A story from Simple Truths of Life.
I've learned the value of making amends
and how to bury my anger and sorrow,
for I wouldn't want them part of my legacy
should I never see a tomorrow.
In stories I have previously penned, I have referenced one of my father's favorite sayings. He used to say in a joking manner, "I think we should all be born with expiration dates stamped on our foreheads...like a carton of milk." And since his death several years ago, I have often contemplated this unique concept, its simplicity and the obvious truth behind his rationalization. He was suggesting that if we somehow knew when and where we were destined to leave not one more footprint on this earth, it would somehow better the days we live on it.
It makes me wonder. If we did know when our "expiration date" was, how would that information lead us to do things differently? How would that knowledge affect the way we live our lives and treat others? Would we live consistently respecting others and showing our loved ones how much we care? Or would we live selfishly, insensitive to the feelings and needs of others, waiting until the closing days or hours to make amends, knowing that our "final words" are what would be considered most significant and therefore, most memorable?
I recently read an article about someone who attended a luncheon with several highly accomplished people. The speaker gave them two minutes to write a response to one question: "If you knew you were dying, what would your final words be?"
Apparently, despite the highly polished resumes of those in attendance, not one of them referenced their notable accomplishments or spoke of their high-value material acquisitions. Instead, each attendee indicated their last words would be focused on their loved ones. That, in itself, speaks volumes regarding what should truly be considered "success" in life. Work, becoming successful and setting personal and professional goals to achieve, are all vitally important aspects of life. However, in the end, our true worth and significance comes not from what we have accomplished or attained, but in the legacy we have left in the hearts and minds of those we've loved and those who have loved us. When all is said and done, what will matter most are those relationships and bonds we've created with the people in our lives with whom we've shared love, laughter and memories.
Death is not known to be an efficient entity. Therefore, the date of our ultimate departure is not likely to be something we can prepare for in advance, or schedule on our busy calendar. There will be no notification email sent out with the subject: PENDING DEMISE. For most of us, it is highly unlikely that we will know our "expiration date" and therefore, be given the opportunity to speak heartfelt and articulately selected, "final words." The thought of that type of premeditation is uncomfortably morbid and truthfully, rather depressing for most of us.
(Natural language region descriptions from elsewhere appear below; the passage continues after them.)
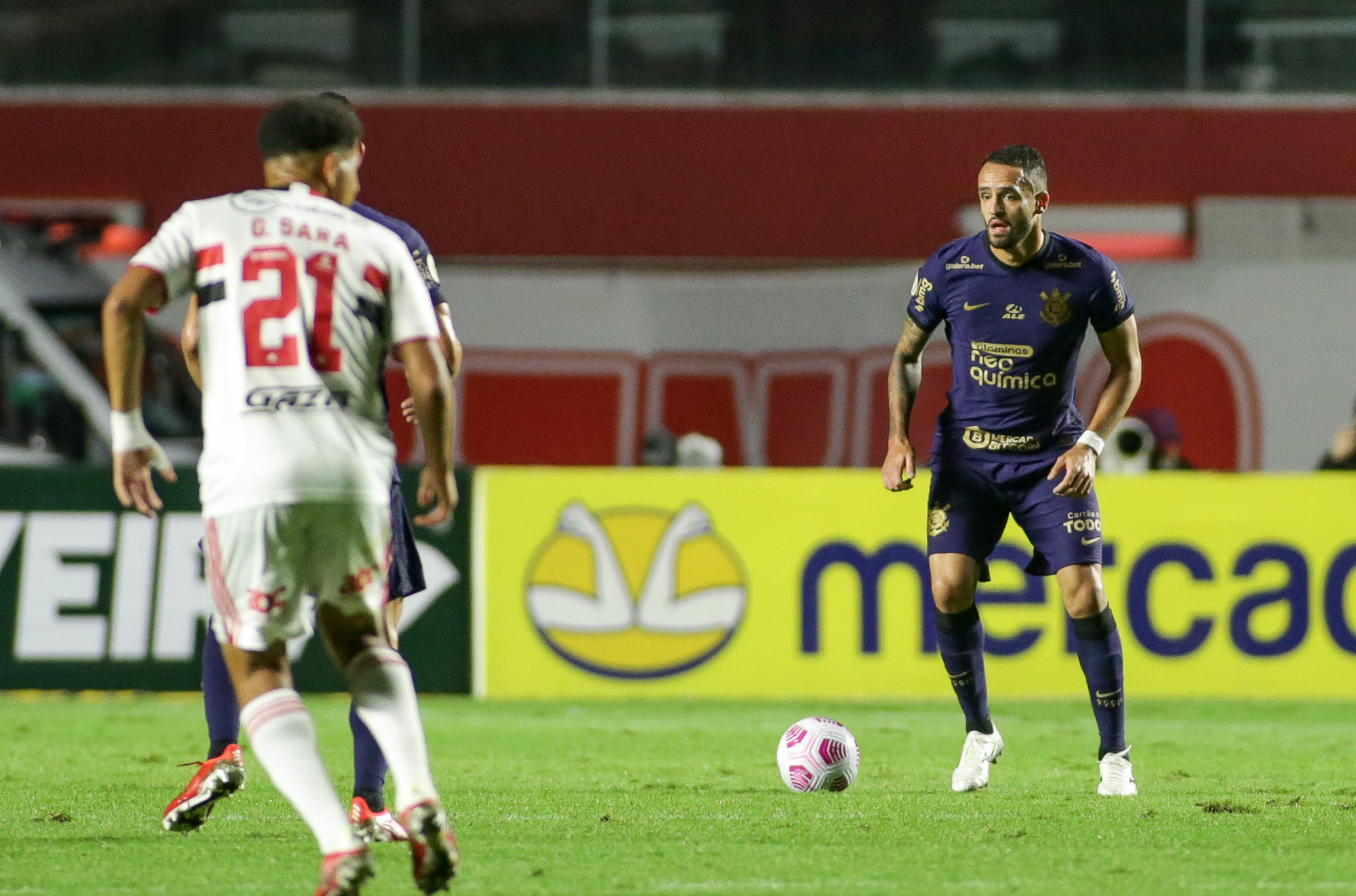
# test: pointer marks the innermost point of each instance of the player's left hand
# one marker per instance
(132, 478)
(1080, 468)
(439, 489)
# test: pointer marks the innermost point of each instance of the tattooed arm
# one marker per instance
(906, 375)
(1077, 468)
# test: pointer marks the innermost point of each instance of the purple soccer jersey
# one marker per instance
(414, 242)
(1015, 337)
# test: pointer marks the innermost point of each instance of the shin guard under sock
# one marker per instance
(961, 638)
(1099, 654)
(284, 738)
(219, 699)
(370, 767)
(384, 699)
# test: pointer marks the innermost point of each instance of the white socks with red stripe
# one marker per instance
(384, 696)
(284, 738)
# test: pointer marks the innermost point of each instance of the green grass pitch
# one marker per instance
(684, 798)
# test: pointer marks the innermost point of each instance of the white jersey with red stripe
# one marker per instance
(300, 300)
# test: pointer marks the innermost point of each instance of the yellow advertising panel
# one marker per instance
(740, 584)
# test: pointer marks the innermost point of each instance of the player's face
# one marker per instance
(1010, 205)
(342, 176)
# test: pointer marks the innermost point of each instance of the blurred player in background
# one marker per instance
(1018, 302)
(300, 302)
(224, 773)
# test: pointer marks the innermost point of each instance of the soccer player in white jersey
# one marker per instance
(300, 302)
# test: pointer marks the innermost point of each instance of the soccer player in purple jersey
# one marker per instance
(223, 773)
(1016, 302)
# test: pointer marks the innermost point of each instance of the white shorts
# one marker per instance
(264, 562)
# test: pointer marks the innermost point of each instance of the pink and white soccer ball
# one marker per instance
(818, 754)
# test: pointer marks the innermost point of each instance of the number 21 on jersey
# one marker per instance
(322, 268)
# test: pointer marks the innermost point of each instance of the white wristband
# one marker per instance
(1094, 441)
(129, 432)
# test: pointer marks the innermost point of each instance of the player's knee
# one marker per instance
(348, 634)
(953, 593)
(1084, 598)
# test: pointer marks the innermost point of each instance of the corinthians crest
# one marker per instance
(938, 520)
(1057, 307)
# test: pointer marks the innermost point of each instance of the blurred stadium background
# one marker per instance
(699, 216)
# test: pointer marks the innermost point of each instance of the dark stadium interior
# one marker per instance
(1084, 45)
However, after contemplating my own response to the speaker's question, it occurred to me, the days I am living now ARE my final words; not just the "words," but everything I am currently doing and saying to, or for, others. These are the things that will be remembered by my friends and loved ones. The way in which I am living my life, my actions, my relationships with them on a regular, everyday basis ARE my final words, which epitomizes the old adage, "Actions speak louder than words."